Esperanto was invented by Dr. L. L. Tamenhoff of Warsaw, Poland. Its simplicity and apparent adaptability to all nations’ purposes have impressed the university folk, who are enthusiastic over its possibilities. It promises to be the one big, successful fad among the cultured ones of the university town this season.
Dr. Tamenhoff clams that his Esperanto product is not calculated to displace the idioms of any language or nation, but to provide a second language, which all can adopt, and still use their mother tongue. By the aid of an Esperanto key, anything written in Esperanto can be quickly and easily translated. The grammar can be learned in an hour. There are no exceptions to its rules, as in other languages.Tamenhoff? Okay, they got the name wrong. Zamenhof (although many sources of the period transliterated the name “Samenhof,” occasionally with another f.)

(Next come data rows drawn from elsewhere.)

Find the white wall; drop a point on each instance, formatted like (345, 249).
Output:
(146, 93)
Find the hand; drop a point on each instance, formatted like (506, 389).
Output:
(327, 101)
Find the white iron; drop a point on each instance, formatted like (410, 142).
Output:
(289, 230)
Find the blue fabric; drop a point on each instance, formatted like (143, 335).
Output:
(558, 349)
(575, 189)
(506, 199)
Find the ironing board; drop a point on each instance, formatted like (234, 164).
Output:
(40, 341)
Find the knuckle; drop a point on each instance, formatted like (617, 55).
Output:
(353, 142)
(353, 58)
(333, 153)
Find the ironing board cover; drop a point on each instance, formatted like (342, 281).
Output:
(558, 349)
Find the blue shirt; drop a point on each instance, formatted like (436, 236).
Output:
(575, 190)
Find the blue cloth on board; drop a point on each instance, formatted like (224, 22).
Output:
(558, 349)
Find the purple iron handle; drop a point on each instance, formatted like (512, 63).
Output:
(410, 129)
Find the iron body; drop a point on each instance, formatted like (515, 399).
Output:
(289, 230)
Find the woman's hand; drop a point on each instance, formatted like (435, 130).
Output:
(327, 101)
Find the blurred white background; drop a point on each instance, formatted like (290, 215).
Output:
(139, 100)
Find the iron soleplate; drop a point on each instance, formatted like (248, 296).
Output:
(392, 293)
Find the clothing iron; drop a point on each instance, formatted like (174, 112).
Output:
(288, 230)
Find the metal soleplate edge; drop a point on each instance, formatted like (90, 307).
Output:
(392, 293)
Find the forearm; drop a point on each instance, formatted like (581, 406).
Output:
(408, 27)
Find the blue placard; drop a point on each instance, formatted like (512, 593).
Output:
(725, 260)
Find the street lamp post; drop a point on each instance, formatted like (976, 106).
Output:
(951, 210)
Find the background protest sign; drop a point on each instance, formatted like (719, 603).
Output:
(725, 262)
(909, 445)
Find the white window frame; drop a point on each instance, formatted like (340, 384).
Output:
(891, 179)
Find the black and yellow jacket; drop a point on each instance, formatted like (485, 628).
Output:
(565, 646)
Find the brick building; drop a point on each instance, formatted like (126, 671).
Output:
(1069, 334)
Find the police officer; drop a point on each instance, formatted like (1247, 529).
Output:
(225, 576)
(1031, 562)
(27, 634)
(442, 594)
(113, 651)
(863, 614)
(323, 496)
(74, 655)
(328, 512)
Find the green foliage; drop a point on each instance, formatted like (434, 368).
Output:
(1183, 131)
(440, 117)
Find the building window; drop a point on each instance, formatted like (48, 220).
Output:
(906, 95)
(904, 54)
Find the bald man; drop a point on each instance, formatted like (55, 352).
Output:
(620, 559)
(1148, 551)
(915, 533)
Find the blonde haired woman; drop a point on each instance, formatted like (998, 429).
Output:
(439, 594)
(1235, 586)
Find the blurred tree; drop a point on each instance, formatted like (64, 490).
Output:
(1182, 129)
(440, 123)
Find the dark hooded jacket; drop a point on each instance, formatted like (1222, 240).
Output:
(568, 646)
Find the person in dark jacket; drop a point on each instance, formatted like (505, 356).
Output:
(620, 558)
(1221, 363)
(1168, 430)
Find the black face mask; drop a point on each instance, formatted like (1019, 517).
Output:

Was Miss Henderson just “acting as a bacteriologist,” or was she actually doing work in bacteriology? Henderson was a bacteriologist. Henderson was a native of Peoria, born in 1882, who had come to Berkeley to study biology. After getting her degree, she worked for a few years as an instructor. In 1911, she married, leaving California. After she married, her profession is listed as “none” on the census. She and her husband had four children. She does not appear to have continued an interest in Esperanto after her marriage.
The president of the club, Alice Robertson, was a student of William Emerson Ritter, whose wife, Dr. Mary Bennett Ritter, was a proponent of women’s education. Dr. Ritter provided free examinations to women, because of a university rule that women had to have physician approval before they could use the gymnasium, a rule that did not apply to men. Professor Ritter was the founder of the Scripps Institution of Oceanography. Among the many scientists who have done research at the Scripps Institution of Oceanography is Alice Robertson, Ph.D.
I could refer to Robertson as Dr. Robertson, but it would be more appropriate to refer to her as Professor Robertson. Robertson was born in 1859, and so was about forty-seven when she started the Esperanto club (as compared to Henderson’s 24 years). After her work at the University of California, where she specialized in the biology of bryozoa, she accepted a position in the department of Zoology and Physiology at Wellesley College. Unfortunately, during the years that Professor Robertson was chair of the Department of Zoology and Physiology, Legenda, the Wellesley yearbook, did not include photographs of department chairs, as they did in other years. (It does note that Robertson was a member of Phi Beta Kappa.) The book Ladies in the Laboratory notes that Professor Robertson taught at Wellesley from 1906 to 1919.
There was a bit of drama that no scientist would want to share during her time at Wellesley. According to The Story of Wellesley, a fire broke out on the campus on March 17, 1914. Although no lives were lost, much property and scientific research was:
Professor Robertson, the head of the department, who is an authority on certain deep-sea forms of life, had just finished her report on the collections from the dredging expedition of the Prince of Monaco, which had been sent her for identification; and the report and the collections all were lost.It is not clear that Professor Robertson continued in Esperanto after her 1906 experience. She doesn’t seem to have started a group at Wellesley. This article seems to be her one recorded connection with the language. Wellesley would later do a study on language learning in which Esperanto played a part, although by that point, Professor Robertson had retired. She moved back to California, where she died in 1922.